The James Mpanza House is a simple house in Orlando near Johannesburg, South Africa. James Mpanza was a champion for the rights of black South Africans to have homes. He and his family lived in this house and it was also a place of public meetings and informal courts.
Description
James Mpanza's house is a single-storey brick building on Hlatywayo Street in Orlando, Soweto.
Mpanza had worked at a solicitors' office before he was convicted of fraud and murder. His death sentence was reprieved but until 1925 he was in jail, where he became an unofficial preacher. He was released on parole to mark a visit by Edward, Prince of Wales.[1] He moved in the 1930s to this house, where he founded the Sofasonke Party in 1935 and with a message of "Housing and Shelter for All" he was elected to the Orlando Advisory Board in 1936. He married Julia Mngomezulu in 1939 and they were to have six children.
Mpanza held public meetings at his home in Orlando[2] and in April 1944 he persuaded 8,000 people to go and make a new squatter camp[3] called Sofasonke Township with himself as self declared mayor. By 1946 there were 20,000 people there and Mpanza was organising a police force for the squatters.[1]
Mpanza also operated an informal court at his Orlando home where parents could bring their wayward children. He was known as a man of discipline and he would decide and arrange corporal punishment for the guilty. This was not taking the law entirely into his own hands as if the case was serious then it would be referred to the police.
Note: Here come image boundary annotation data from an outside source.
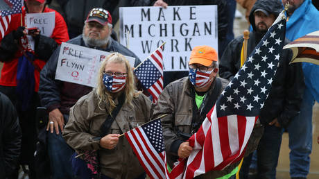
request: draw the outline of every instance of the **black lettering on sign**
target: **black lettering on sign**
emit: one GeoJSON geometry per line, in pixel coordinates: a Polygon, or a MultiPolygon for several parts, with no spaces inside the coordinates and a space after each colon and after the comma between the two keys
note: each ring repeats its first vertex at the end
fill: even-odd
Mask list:
{"type": "Polygon", "coordinates": [[[206,22],[204,22],[204,26],[205,35],[206,35],[206,31],[207,31],[209,35],[212,35],[212,22],[209,22],[209,25],[207,25],[206,22]]]}
{"type": "Polygon", "coordinates": [[[163,37],[162,32],[165,33],[164,35],[164,37],[167,37],[167,24],[164,24],[164,28],[162,26],[162,24],[160,24],[160,37],[163,37]]]}
{"type": "Polygon", "coordinates": [[[189,47],[189,51],[191,51],[193,48],[191,46],[191,38],[189,38],[189,40],[187,40],[188,38],[185,38],[185,51],[187,51],[187,47],[189,47]]]}
{"type": "Polygon", "coordinates": [[[183,31],[183,26],[188,26],[187,24],[186,24],[186,23],[183,23],[183,24],[180,24],[180,35],[182,35],[182,36],[186,36],[186,35],[187,35],[189,34],[189,30],[186,29],[186,30],[183,31]]]}
{"type": "Polygon", "coordinates": [[[67,67],[70,67],[72,69],[80,69],[83,71],[84,67],[85,67],[84,65],[77,64],[75,62],[69,62],[67,58],[63,58],[61,60],[61,67],[65,65],[67,67]]]}
{"type": "Polygon", "coordinates": [[[147,11],[145,12],[144,8],[141,9],[141,21],[144,21],[143,16],[147,17],[147,21],[150,21],[150,8],[147,8],[147,11]]]}
{"type": "Polygon", "coordinates": [[[134,37],[134,25],[132,24],[130,28],[128,28],[128,25],[125,25],[124,26],[124,32],[126,34],[127,32],[130,32],[130,34],[132,34],[132,37],[134,37]]]}
{"type": "Polygon", "coordinates": [[[189,19],[190,20],[196,19],[196,17],[195,16],[196,14],[194,12],[196,10],[196,7],[189,7],[189,19]]]}
{"type": "Polygon", "coordinates": [[[31,17],[30,19],[30,23],[33,23],[34,24],[49,24],[49,20],[48,19],[36,19],[34,17],[31,17]]]}
{"type": "Polygon", "coordinates": [[[158,12],[158,18],[157,21],[160,21],[161,17],[163,17],[163,20],[165,20],[165,16],[164,16],[164,12],[163,12],[163,8],[160,8],[160,11],[158,12]]]}
{"type": "Polygon", "coordinates": [[[71,56],[76,57],[78,58],[81,58],[83,53],[83,52],[81,51],[73,49],[68,46],[64,46],[63,48],[62,54],[63,55],[67,54],[67,56],[71,56]]]}
{"type": "MultiPolygon", "coordinates": [[[[152,26],[155,27],[155,24],[152,24],[148,26],[148,35],[150,35],[150,37],[155,37],[155,34],[154,35],[150,34],[150,27],[152,27],[152,26]]],[[[154,32],[154,31],[153,31],[153,32],[154,32]]]]}
{"type": "Polygon", "coordinates": [[[150,41],[148,40],[145,40],[145,44],[144,44],[144,41],[141,41],[143,53],[145,53],[146,49],[147,49],[147,53],[150,53],[150,49],[152,49],[153,40],[150,40],[150,43],[148,43],[150,41]]]}
{"type": "Polygon", "coordinates": [[[171,40],[171,52],[174,51],[174,46],[175,46],[175,49],[176,49],[176,51],[180,52],[180,51],[178,50],[178,41],[177,39],[171,40]]]}

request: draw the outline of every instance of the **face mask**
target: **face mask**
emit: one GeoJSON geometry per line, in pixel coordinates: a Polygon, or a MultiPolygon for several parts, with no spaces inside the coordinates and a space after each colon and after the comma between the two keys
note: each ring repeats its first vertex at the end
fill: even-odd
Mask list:
{"type": "Polygon", "coordinates": [[[189,79],[195,87],[204,87],[210,82],[209,75],[213,70],[212,71],[201,72],[197,71],[196,69],[189,69],[189,79]]]}
{"type": "Polygon", "coordinates": [[[116,76],[103,74],[103,82],[106,90],[115,93],[122,90],[126,83],[126,76],[116,76]]]}

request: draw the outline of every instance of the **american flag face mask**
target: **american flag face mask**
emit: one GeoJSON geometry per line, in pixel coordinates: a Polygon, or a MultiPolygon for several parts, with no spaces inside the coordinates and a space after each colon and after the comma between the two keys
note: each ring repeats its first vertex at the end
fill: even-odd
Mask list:
{"type": "Polygon", "coordinates": [[[123,90],[126,83],[126,76],[110,76],[103,73],[103,82],[107,91],[115,93],[123,90]]]}
{"type": "Polygon", "coordinates": [[[211,80],[210,74],[213,71],[206,71],[205,72],[199,71],[197,69],[189,69],[189,79],[191,83],[196,87],[201,88],[205,87],[211,80]]]}

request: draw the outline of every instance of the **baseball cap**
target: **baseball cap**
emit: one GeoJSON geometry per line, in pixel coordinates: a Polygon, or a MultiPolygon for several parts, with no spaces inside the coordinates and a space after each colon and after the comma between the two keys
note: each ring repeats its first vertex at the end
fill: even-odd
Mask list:
{"type": "Polygon", "coordinates": [[[95,21],[98,22],[103,26],[112,24],[112,17],[110,12],[103,8],[93,8],[87,15],[87,20],[85,22],[95,21]]]}
{"type": "MultiPolygon", "coordinates": [[[[24,0],[24,1],[28,1],[28,0],[24,0]]],[[[40,3],[42,3],[45,1],[45,0],[35,0],[35,1],[38,1],[40,3]]]]}
{"type": "Polygon", "coordinates": [[[269,13],[268,13],[268,12],[267,12],[267,10],[264,10],[264,9],[261,9],[261,8],[259,8],[259,9],[255,10],[254,11],[254,13],[256,13],[256,12],[257,12],[258,11],[264,12],[264,14],[265,14],[266,16],[269,16],[269,13]]]}
{"type": "Polygon", "coordinates": [[[197,46],[191,51],[189,65],[198,63],[208,67],[213,61],[217,62],[218,58],[216,50],[209,46],[197,46]]]}

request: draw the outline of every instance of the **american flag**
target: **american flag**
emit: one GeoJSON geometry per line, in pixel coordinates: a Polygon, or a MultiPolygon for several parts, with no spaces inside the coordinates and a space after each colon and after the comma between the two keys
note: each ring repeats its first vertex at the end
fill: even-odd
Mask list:
{"type": "Polygon", "coordinates": [[[156,49],[135,72],[141,85],[152,95],[153,102],[157,101],[163,91],[163,45],[156,49]]]}
{"type": "Polygon", "coordinates": [[[123,83],[126,82],[126,76],[104,76],[103,80],[106,84],[106,88],[113,92],[118,92],[124,88],[125,85],[123,83]]]}
{"type": "Polygon", "coordinates": [[[189,139],[193,151],[184,178],[223,169],[243,157],[277,70],[285,38],[284,17],[283,12],[279,15],[189,139]]]}
{"type": "Polygon", "coordinates": [[[7,4],[8,6],[12,7],[12,10],[0,10],[0,40],[1,40],[6,35],[8,30],[9,24],[11,22],[11,15],[19,14],[21,12],[22,3],[21,0],[0,0],[0,4],[4,7],[7,4]]]}
{"type": "Polygon", "coordinates": [[[165,178],[167,168],[160,118],[127,132],[125,136],[148,176],[165,178]]]}

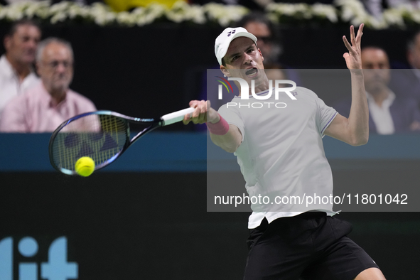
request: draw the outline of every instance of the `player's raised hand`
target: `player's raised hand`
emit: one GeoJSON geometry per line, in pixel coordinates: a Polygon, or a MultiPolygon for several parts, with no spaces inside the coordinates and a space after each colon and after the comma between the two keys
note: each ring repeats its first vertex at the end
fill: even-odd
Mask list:
{"type": "Polygon", "coordinates": [[[190,101],[190,107],[195,108],[193,115],[184,117],[183,123],[187,124],[190,122],[194,124],[204,124],[205,122],[217,122],[219,121],[219,114],[211,107],[209,100],[192,100],[190,101]]]}
{"type": "Polygon", "coordinates": [[[348,69],[362,69],[360,42],[362,41],[362,35],[363,35],[363,26],[365,26],[364,23],[360,24],[356,36],[355,36],[355,26],[350,26],[351,45],[347,41],[345,36],[343,36],[344,45],[348,50],[348,53],[345,53],[343,57],[345,60],[348,69]]]}

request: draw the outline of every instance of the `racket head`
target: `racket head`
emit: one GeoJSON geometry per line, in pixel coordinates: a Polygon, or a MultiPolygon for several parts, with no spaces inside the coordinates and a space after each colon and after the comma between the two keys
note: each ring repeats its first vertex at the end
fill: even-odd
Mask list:
{"type": "Polygon", "coordinates": [[[138,119],[112,111],[85,113],[68,119],[50,139],[51,165],[65,174],[76,175],[75,163],[82,156],[93,159],[95,171],[110,164],[130,144],[129,121],[138,119]]]}

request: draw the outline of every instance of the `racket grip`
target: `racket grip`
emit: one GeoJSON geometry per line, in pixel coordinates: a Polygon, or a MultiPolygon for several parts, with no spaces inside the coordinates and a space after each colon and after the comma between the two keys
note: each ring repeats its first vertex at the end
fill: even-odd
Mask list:
{"type": "Polygon", "coordinates": [[[176,122],[178,122],[184,119],[184,116],[185,114],[190,114],[190,117],[193,114],[195,108],[187,108],[183,110],[174,112],[173,113],[167,114],[164,116],[162,116],[161,119],[164,122],[163,126],[174,124],[176,122]]]}

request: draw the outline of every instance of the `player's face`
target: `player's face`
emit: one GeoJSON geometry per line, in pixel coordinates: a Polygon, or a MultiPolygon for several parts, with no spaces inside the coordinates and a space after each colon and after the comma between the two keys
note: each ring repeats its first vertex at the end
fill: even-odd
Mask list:
{"type": "Polygon", "coordinates": [[[271,52],[273,48],[271,43],[271,33],[269,27],[261,22],[251,21],[247,23],[244,28],[258,39],[258,48],[265,56],[271,52]]]}
{"type": "Polygon", "coordinates": [[[33,63],[40,39],[41,31],[37,27],[26,24],[17,26],[16,32],[4,39],[8,57],[18,63],[33,63]]]}
{"type": "Polygon", "coordinates": [[[249,38],[239,37],[233,40],[223,59],[226,66],[221,65],[220,69],[227,77],[240,77],[249,83],[251,80],[265,77],[262,70],[264,58],[249,38]]]}
{"type": "Polygon", "coordinates": [[[46,45],[37,66],[48,91],[65,91],[68,89],[73,77],[73,58],[65,45],[57,43],[46,45]]]}
{"type": "Polygon", "coordinates": [[[368,48],[362,51],[362,67],[365,70],[365,85],[368,92],[378,87],[385,87],[389,82],[390,70],[388,56],[382,50],[368,48]]]}

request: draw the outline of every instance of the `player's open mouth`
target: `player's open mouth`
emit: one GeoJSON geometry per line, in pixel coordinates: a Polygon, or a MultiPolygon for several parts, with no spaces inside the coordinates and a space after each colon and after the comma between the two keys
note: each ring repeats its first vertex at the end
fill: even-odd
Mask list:
{"type": "Polygon", "coordinates": [[[245,72],[247,76],[249,77],[254,77],[258,75],[258,69],[257,68],[251,68],[248,69],[247,72],[245,72]]]}

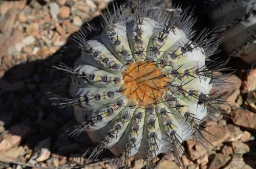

However the later growth of vigilante courts of "makgotla" that were common in Soweto are thought to have been derived from the examples made at Mpanza's house.[1]
Conditions were poor and the death of his son, Dumisani, was thought to be caused by the lack of a medical service.[1] Mpanza had led the land invasion that resulted in the founding of modern Soweto[4] and he was known as 'the father of Soweto'.[3]
He was given an uplifting large civic funeral when he died in 1970 and he was buried in Doornkop cemetery. The "traditional courts" or makgotla that operate today in Soweto are thought to have derived from the "parents courts" that Mpanza operated at his own house.[1] The James Mpanza House where his family lived after his death was given a blue plaque to mark his contribution to the history of South Africa.[2]